Ted Cruz and Donald Trump say waterboarding isn’t torture
“I would bring back waterboarding, and I’d bring it back a hell of a lot worse than waterboarding”, he added, without noting what constitutes “worse” in his view.
“What Donald Trump did was use eminent domain to try to take the property of an elderly woman on the strip in Atlantic City”, Bush charged.
Former Florida Governor Jeb Bush said he would not employ waterboarding.
Ted Cruz, meanwhile, who’s also known for his hawkish language on the campaign trail – he’s fond of saying he’d “carpet bomb” the Islamic State – said he didn’t think waterboarding was, by definition, torture.
Republican presidential candidates… Donald Trump, Marco Rubio and Ted Cruz talk during a commercial break in the debate in New Hampshire.

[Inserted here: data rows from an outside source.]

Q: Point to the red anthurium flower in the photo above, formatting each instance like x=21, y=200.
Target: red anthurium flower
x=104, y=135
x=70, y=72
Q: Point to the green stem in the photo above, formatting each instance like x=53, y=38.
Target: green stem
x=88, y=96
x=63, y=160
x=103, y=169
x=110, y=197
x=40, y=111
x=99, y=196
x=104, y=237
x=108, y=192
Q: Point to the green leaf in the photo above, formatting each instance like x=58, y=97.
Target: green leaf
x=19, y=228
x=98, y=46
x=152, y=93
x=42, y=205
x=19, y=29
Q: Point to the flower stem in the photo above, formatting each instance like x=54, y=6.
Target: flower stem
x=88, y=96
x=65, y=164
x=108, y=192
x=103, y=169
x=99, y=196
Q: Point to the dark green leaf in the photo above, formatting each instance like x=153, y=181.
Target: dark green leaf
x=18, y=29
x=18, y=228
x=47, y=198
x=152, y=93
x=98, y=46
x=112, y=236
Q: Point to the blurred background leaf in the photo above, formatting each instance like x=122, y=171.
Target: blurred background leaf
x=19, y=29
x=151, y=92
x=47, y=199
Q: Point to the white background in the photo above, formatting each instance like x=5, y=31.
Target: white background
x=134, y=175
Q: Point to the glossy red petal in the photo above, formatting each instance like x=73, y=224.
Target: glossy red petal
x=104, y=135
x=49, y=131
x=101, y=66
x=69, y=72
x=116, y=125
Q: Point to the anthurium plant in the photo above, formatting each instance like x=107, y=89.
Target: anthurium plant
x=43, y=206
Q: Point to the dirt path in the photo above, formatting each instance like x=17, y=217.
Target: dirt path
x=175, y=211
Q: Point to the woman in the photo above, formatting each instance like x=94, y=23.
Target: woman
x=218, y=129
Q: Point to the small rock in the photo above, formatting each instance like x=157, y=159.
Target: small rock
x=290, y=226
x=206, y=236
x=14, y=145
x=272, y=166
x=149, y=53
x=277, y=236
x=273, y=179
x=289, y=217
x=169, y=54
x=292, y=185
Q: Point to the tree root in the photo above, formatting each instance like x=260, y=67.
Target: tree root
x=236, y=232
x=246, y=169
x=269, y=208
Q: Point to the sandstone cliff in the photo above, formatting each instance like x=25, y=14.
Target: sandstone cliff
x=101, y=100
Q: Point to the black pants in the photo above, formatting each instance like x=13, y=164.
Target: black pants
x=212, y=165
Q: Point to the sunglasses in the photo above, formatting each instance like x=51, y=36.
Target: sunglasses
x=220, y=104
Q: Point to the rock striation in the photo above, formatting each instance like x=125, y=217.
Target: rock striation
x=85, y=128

But speaking at a Republican debate on ABC, the billionaire remained largely at odds with the other Presidential candidates ahead of Tuesday’s New Hampshire primary.
The poll released by Quinnipiac University put Mr Trump on 31 per cent, with Mr Cruz on 22 percent and Mr Rubio, who came third in Iowa, on 19 per cent. The poll placed Ben Carson on six per cent, with nine percent undecided and no other candidate securing more than three per cent. We need comprehensive health screenings, then we need to figure out how do we get the right nutrition and vitamins.
The candidates viewed Saturday night’s debate, held here on the small campus of Saint Anselm College that has quadrennially hosted presidential debates going back decades, as their most urgent of their eight debates so far. “It is enhanced interrogation, it is vigorous interrogation, but it does not meet the generally recognized definition of torture”. The U.S. military uses precision-guided bombs against the kinds of specific targets that Cruz is talking about, which also reduce the risk of killing civilians – a goal the U.S. military has embraced under Republican as well as Democratic presidents. And if it’s going to be tougher than waterboarding, I would bring that back, too.
Donald Trump said Sunday he would “go through a process” to end waterboarding’s status as a war crime in order to use it against ISIS if he is elected president. “Enforcing the law. We can do it”.